二人分の重さに耐えるシングルベッドがギシギシと音を立てている。

わたしに覆い被さる慎之介さんの表情は普段の穏やかな笑みではなく、真剣な眼差しは心なしか泣きそうにさえ見えた。その濡れた瞳に映るわたしの表情も、また泣きそうに歪んでいる。



慎之介さんが腰を振る度に固いソレにわたしの気持ちいいところがピンポイントに刺激され、いよいよ目の端から涙が零れたのを感じた。それを見た慎之介さんの表情が少しだけ和らいで、口元に少しだけいつもの笑みが戻る。
見た目の柔らかさとは対照的な男らしい手が、涙の通った頬を撫でるとそれだけで、興奮状態のわたしの腰は大きく揺れた。

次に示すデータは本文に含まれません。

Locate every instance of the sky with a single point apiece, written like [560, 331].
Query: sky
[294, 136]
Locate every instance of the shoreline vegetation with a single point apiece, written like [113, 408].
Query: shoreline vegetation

──美奈子は僕が挿れてると、それだけでずっと敏感になるよね──そんな風に言いながら繋がる箇所の少し上、プックリと膨れた敏感な陰核を僅かに撫でられれば、目の前がチカチカとしてあっさりと身体は絶頂を迎えそうにひくつく。

「あ……あ、ヤァ///」
「まだ、ダメ……」

陰核をクリクリと嬲るように弄っていた慎之介さんの指が離れた。

「イくなら一緒に行きたい。美奈子もイきたい?」
「……んっ……慎之介さ、ん……イかせて? 二人でいっぱい気持ち良くなろ?」

自分の口から紡がれたのはいかにも甘えた声と言葉。
慎之介さんは私の腰をガッシリと掴むと腰の動きを速めた。一番奥の一番感じる場所。そこをガツガツとえぐられる度に生まれる快感もまた、わたしを簡単に追い詰めた。

「もう、ダメ!! ハッ……い、イくっ///」
「いいよ/// 僕も出る……」

絶頂を迎えたわたしの胎内の締め付けに併せて、慎之介さんの腰と自身がビクリと震える。
わたしは慎之介さんに力いっぱい抱き締められながら、ゴム越しにジンワリとした熱いものを僅かに感じて目を閉じる。

イった余韻を楽しみながら、キツく抱き締めてくる慎之介さんの表情を覗けば、そこにあるのはいつもの穏やかな笑みだった。